Best known for its Durex brand, the company manufactures one out of every five condoms in the world. Or did, until the Wuhan virus raised its ugly head. But this is a pressing issue. We’ve got millions of people sheltering-in-place, under lockdown, with nothing much to do except, well, comfort each other. And we’ve got a drooping condom supply. Something’s gotta give.
Wondrous Fungus
It is fascinating how many problems nature solves. Oceans eat oil spills, microbes eat plastic, and apparently shrooms eat nuclear accidents. “You Should Know About this Chernobyl Fungus that Eats Radiation,” declares Popular Mechanics. And it is good news. Scientists have discovered a “radiation extremophile” fungus living in the Chernobyl complex that uses high amounts of melanin “to both resist radiation and turn it into energy.”

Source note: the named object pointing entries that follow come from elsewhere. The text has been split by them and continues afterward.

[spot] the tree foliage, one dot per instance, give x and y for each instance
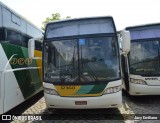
(54, 17)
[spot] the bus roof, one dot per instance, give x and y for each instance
(80, 26)
(147, 31)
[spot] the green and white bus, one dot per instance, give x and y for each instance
(20, 76)
(142, 64)
(81, 63)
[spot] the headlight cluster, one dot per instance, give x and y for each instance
(138, 81)
(50, 91)
(112, 89)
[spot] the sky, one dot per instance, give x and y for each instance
(124, 12)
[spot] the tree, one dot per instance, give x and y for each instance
(54, 17)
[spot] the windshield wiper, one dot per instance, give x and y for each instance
(145, 61)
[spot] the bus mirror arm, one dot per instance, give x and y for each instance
(31, 48)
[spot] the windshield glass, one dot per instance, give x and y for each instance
(81, 60)
(144, 57)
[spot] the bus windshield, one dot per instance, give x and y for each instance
(81, 60)
(144, 58)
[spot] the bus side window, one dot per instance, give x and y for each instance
(25, 39)
(14, 37)
(38, 46)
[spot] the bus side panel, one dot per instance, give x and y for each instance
(0, 16)
(10, 93)
(10, 20)
(2, 64)
(13, 94)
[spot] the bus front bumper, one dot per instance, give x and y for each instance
(105, 101)
(138, 89)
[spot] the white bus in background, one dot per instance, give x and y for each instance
(81, 63)
(142, 65)
(20, 76)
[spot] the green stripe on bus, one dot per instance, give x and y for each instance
(24, 78)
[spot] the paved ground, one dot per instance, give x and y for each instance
(146, 107)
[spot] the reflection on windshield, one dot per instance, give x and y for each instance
(144, 58)
(81, 60)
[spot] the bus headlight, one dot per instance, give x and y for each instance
(138, 81)
(112, 90)
(50, 91)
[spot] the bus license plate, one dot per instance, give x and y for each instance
(80, 102)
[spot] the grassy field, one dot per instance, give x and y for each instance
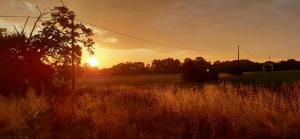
(158, 107)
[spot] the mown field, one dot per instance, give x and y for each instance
(150, 107)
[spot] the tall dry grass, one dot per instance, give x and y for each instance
(154, 111)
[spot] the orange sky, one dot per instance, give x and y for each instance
(263, 28)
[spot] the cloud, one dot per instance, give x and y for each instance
(111, 40)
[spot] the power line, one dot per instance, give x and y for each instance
(146, 40)
(62, 2)
(131, 36)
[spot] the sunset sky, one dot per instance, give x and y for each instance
(208, 28)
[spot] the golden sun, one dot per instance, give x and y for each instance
(93, 62)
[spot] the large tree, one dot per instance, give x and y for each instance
(64, 39)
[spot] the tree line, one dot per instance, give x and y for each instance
(175, 66)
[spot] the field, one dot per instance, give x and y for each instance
(160, 106)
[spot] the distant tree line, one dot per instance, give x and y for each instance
(175, 66)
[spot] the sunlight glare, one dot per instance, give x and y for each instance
(93, 62)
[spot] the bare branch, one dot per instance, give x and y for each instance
(35, 23)
(25, 24)
(17, 30)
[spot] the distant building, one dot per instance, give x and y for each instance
(268, 66)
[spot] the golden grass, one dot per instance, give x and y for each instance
(153, 111)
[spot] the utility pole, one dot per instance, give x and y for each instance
(73, 54)
(238, 52)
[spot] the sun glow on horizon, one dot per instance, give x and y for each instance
(93, 62)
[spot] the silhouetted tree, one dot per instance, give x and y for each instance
(29, 61)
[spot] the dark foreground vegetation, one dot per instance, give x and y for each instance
(156, 111)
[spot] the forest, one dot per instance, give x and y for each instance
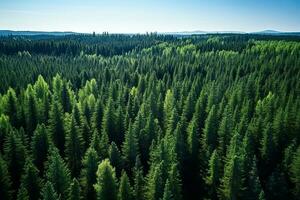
(150, 117)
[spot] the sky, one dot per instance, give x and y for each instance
(140, 16)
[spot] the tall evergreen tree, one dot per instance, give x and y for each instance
(5, 182)
(58, 174)
(30, 181)
(106, 186)
(48, 192)
(125, 190)
(56, 126)
(74, 148)
(40, 145)
(88, 174)
(74, 190)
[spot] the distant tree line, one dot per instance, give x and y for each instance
(210, 117)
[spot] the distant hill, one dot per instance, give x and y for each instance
(274, 32)
(32, 33)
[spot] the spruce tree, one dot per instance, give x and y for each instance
(74, 191)
(48, 192)
(40, 145)
(5, 182)
(106, 185)
(130, 147)
(15, 156)
(88, 173)
(74, 148)
(58, 174)
(115, 158)
(30, 181)
(125, 190)
(56, 126)
(212, 179)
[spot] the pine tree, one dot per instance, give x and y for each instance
(210, 130)
(23, 194)
(109, 121)
(254, 187)
(115, 158)
(31, 111)
(175, 183)
(167, 192)
(48, 192)
(74, 190)
(213, 175)
(58, 174)
(5, 189)
(95, 142)
(56, 126)
(155, 185)
(74, 148)
(130, 148)
(106, 186)
(15, 155)
(138, 189)
(40, 145)
(11, 107)
(104, 145)
(97, 116)
(88, 174)
(125, 190)
(30, 181)
(295, 172)
(232, 181)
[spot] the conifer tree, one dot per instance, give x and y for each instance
(213, 175)
(74, 148)
(74, 190)
(106, 186)
(31, 111)
(5, 182)
(30, 181)
(125, 190)
(23, 194)
(40, 145)
(88, 174)
(58, 174)
(115, 158)
(155, 185)
(130, 147)
(15, 156)
(104, 145)
(167, 192)
(48, 192)
(232, 181)
(109, 120)
(11, 107)
(295, 172)
(138, 189)
(210, 130)
(56, 126)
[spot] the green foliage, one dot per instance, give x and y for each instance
(58, 174)
(106, 185)
(193, 117)
(74, 190)
(5, 182)
(48, 192)
(125, 190)
(88, 174)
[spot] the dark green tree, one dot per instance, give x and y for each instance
(106, 185)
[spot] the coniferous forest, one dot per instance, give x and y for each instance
(154, 117)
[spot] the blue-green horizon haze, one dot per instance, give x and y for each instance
(133, 16)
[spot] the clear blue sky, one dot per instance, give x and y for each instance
(130, 16)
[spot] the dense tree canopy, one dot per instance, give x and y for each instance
(150, 117)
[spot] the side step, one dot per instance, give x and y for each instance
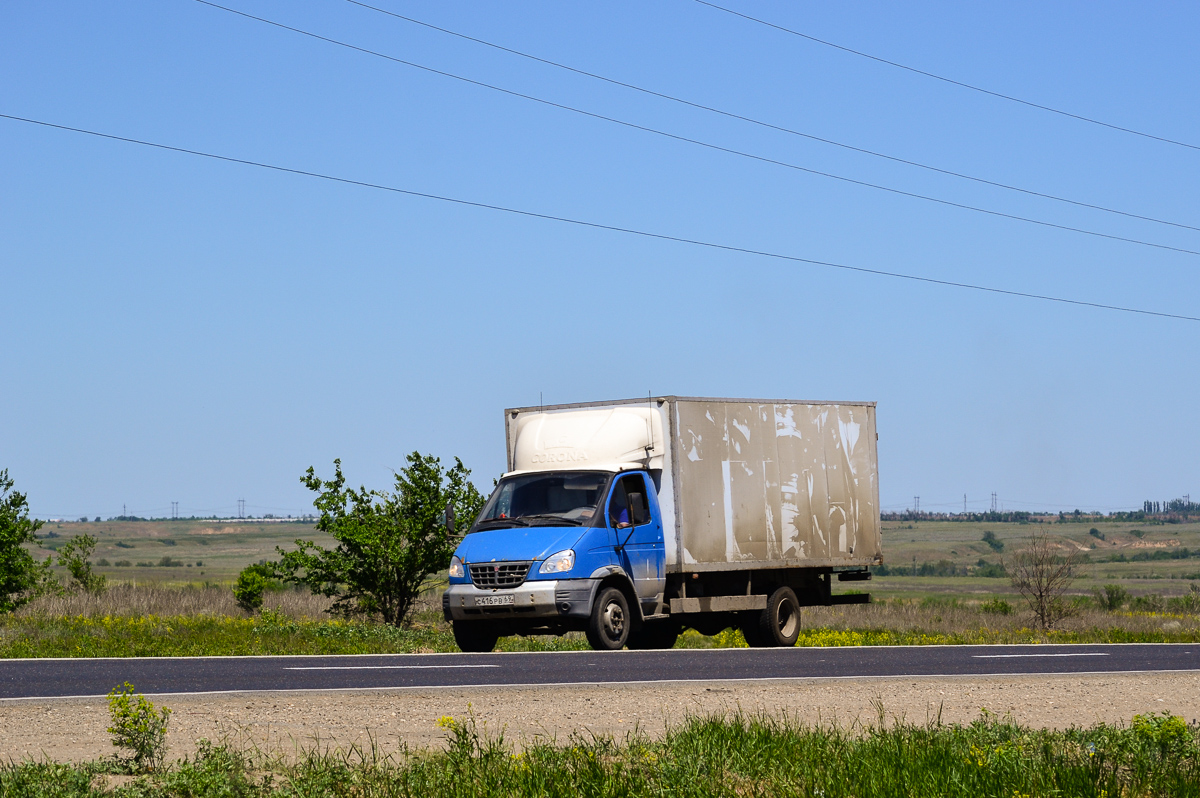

nasa biotechnologist Kasthuri Venkateswaran plans to bring the radiation-eating fungus aboard the International Space Station to see what happens. “This has great potential for future space travel, where deadly amounts of cosmic radiation are one of the big obstacles scientists must navigate in order to safely send people into outer space,” notes Popular Mechanics. Elon Musk will no doubt want to pack extremophile fungi and weed for his SpaceX Starship flight to Mars.
Uranus Toot
Uranus is weird. No, really. According to nasa.gov, “Unlike any other planet in our solar system, Uranus spins almost perfectly on its side — like a pig on a spit roast — completing a barrel roll once every 17 hours.” Its magnetosphere (magnetic field) “wobbles like a poorly-thrown football.” Now scientists are reexamining data from 1986, when Voyager 2 did a Uranus flyby. “Unbeknownst to the entire space physics community [at the time], 34 years ago Voyager 2 flew through a plasmoid, a giant magnetic bubble that may have been whisking Uranus’s atmosphere out to space.” (As Instapundit put it, “A mysterious gas is escaping Uranus.”) Explains nasa: “These giant bubbles of plasma, or electrified gas, pinch off from the end of a planet’s magnetotail — the part of its magnetic field blown back by the Sun like a windsock.” According to the readings, Voyager 2 smelt what Uranus dealt, but nobody knew it until this year. Clearly, nasa needs Eric Swalwell to consult on the Voyager 3 flyby.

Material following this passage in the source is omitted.